51

I have been looking for an advanced levenshtein distance algorithm, and the best I have found so far is O(n*m) where n and m are the lengths of the two strings. The reason why the algorithm is at this scale is because of space, not time, with the creation of a matrix of the two strings such as this one:

alt text

Is there a publicly-available levenshtein algorithm which is better than O(n*m)? I am not averse to looking at advanced computer science papers & research, but haven't been able to find anything.
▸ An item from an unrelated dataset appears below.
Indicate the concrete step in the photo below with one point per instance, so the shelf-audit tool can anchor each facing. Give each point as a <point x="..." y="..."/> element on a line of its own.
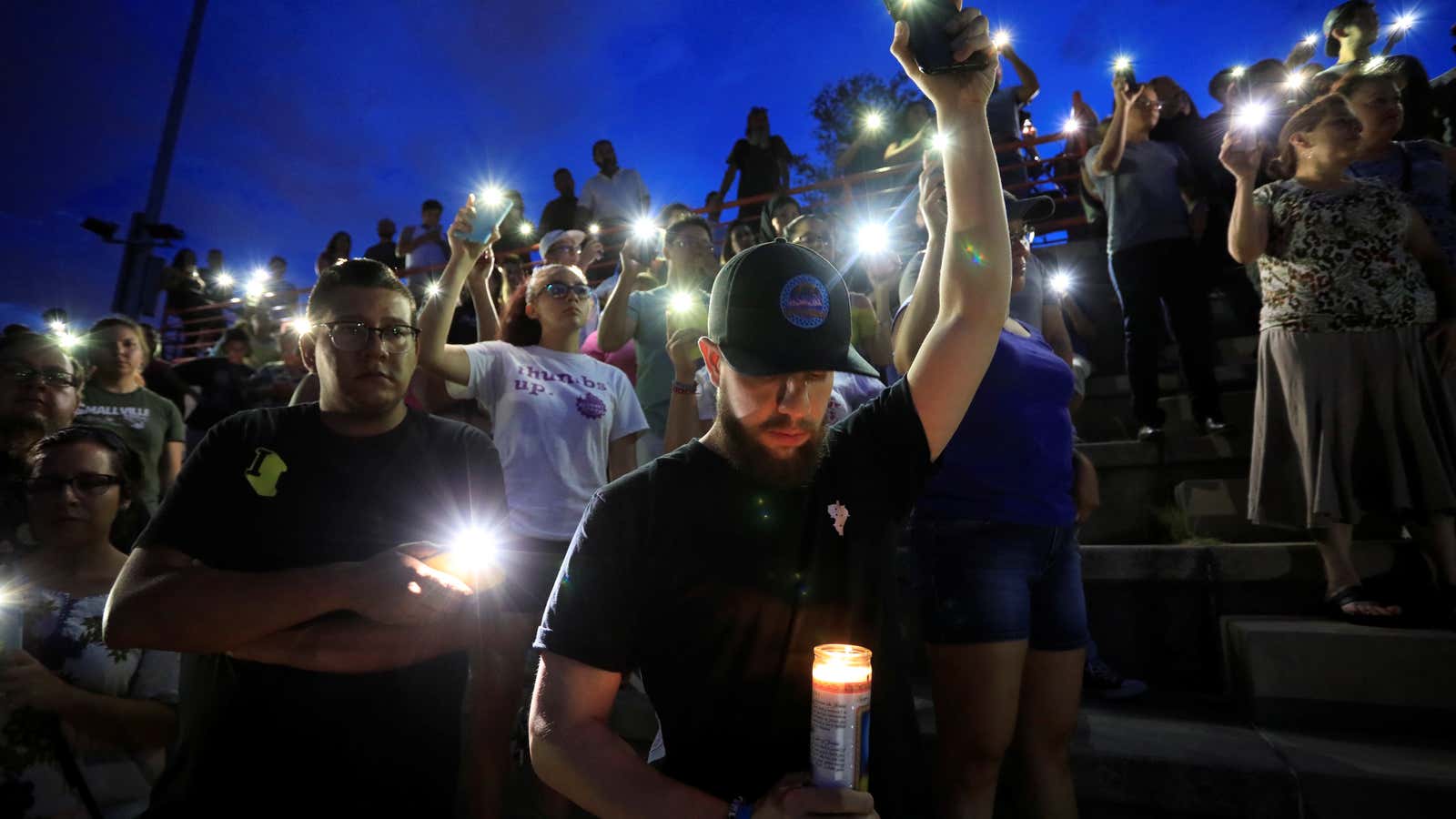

I have found one company, Exorbyte, which supposedly has built a super-advanced and super-fast Levenshtein algorithm but of course that is a trade secret. I am building an iPhone app which I would like to use the Levenshtein distance calculation. There is an objective-c implementation available, but with the limited amount of memory on iPods and iPhones, I'd like to find a better algorithm if possible.

Cœur
  • 37,241
  • 25
  • 195
  • 267
Jason
  • 14,517
  • 25
  • 92
  • 153

4 Answers4

55

Are you interested in reducing the time complexity or the space complexity ? The average time complexity can be reduced O(n + d^2), where n is the length of the longer string and d is the edit distance. If you are only interested in the edit distance and not interested in reconstructing the edit sequence, you only need to keep the last two rows of the matrix in memory, so that will be order(n).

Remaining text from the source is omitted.